We have a 3 node Elasticsearch cluster behind a AWS ELB. Our Java application communicates to the cluster using the Elasticsearch Java client pointing to the ELB.
We have been noticing that the application intermittently loses access to the cluster. There is no repeatable pattern to the disconnect, nor does the log messages on either end show any meaningful information on why the disconnect happened.
Typical log message in ES client (application) logs:
[ INFO] 2018-02-25 03:53:22,758 org.elasticsearch.client.transport - [Amiko Kobayashi] failed to get node info for [#transport#-1][localhost][inet[indexer.xxx.xxx.xxx.xxx/10.78.5.137:9300]], disconnecting...
org.elasticsearch.transport.ReceiveTimeoutTransportException: [][inet[indexer.xxx.xxx.xxx.xxx/10.78.5.137:9300]][cluster:monitor/nodes/info] request_id [151663] timed out after [5000ms]
at org.elasticsearch.transport.TransportService$TimeoutHandler.run(TransportService.java:529)
at java.util.concurrent.ThreadPoolExecutor.runWorker(ThreadPoolExecutor.java:1142)
at java.util.concurrent.ThreadPoolExecutor$Worker.run(ThreadPoolExecutor.java:617)
at java.lang.Thread.run(Thread.java:745)
Typical Log message in the ES nodes logs:
[2018-02-28 21:45:14,589][TRACE][transport.netty ] [xxx.xxx.xxx.xxx.xxx.xxx.xxx.xxx] close connection exception caught on transport layer [[id: 0xa52121cb, /10.78.5.120:19418 :> /10.78.5.115:9300]], disconnecting from relevant node
java.nio.channels.ClosedChannelException
at org.elasticsearch.common.netty.channel.socket.nio.AbstractNioWorker.cleanUpWriteBuffer(AbstractNioWorker.java:433)
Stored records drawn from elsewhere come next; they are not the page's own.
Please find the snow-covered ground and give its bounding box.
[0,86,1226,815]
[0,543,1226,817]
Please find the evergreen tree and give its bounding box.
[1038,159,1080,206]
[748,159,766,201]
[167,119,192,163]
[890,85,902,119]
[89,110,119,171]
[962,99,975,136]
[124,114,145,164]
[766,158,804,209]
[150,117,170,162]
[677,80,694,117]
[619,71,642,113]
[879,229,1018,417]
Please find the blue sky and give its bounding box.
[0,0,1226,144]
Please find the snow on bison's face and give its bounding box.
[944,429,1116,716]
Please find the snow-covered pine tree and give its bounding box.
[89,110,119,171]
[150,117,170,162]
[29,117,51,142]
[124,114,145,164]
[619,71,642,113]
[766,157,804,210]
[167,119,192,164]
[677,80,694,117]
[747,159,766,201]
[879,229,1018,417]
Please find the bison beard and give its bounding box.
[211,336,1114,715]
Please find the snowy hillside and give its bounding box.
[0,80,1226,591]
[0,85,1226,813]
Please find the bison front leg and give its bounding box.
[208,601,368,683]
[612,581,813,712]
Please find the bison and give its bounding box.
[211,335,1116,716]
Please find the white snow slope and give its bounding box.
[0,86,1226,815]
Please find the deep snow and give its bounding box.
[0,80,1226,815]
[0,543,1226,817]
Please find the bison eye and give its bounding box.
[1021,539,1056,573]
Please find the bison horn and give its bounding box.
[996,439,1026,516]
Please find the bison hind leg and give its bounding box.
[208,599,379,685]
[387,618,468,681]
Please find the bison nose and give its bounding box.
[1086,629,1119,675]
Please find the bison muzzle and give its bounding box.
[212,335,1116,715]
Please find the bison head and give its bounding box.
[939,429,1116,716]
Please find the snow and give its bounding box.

at org.elasticsearch.common.netty.channel.socket.nio.AbstractNioWorker.close(AbstractNioWorker.java:373)
at org.elasticsearch.common.netty.channel.socket.nio.NioWorker.read(NioWorker.java:93)
at org.elasticsearch.common.netty.channel.socket.nio.AbstractNioWorker.process(AbstractNioWorker.java:108)
at org.elasticsearch.common.netty.channel.socket.nio.AbstractNioSelector.run(AbstractNioSelector.java:337)
at org.elasticsearch.common.netty.channel.socket.nio.AbstractNioWorker.run(AbstractNioWorker.java:89)
at org.elasticsearch.common.netty.channel.socket.nio.NioWorker.run(NioWorker.java:178)
at org.elasticsearch.common.netty.util.ThreadRenamingRunnable.run(ThreadRenamingRunnable.java:108)
at org.elasticsearch.common.netty.util.internal.DeadLockProofWorker$1.run(DeadLockProofWorker.java:42)
at java.util.concurrent.ThreadPoolExecutor.runWorker(ThreadPoolExecutor.java:1142)
at java.util.concurrent.ThreadPoolExecutor$Worker.run(ThreadPoolExecutor.java:617)
at java.lang.Thread.run(Thread.java:745)
Also worth noting that this issue has happened at idle time (with very little data in the cluster) and also happened when significant amount of data is being ingested. So it does not seem like load related.
Any ideas on which areas to focus investigation would be much appreciated.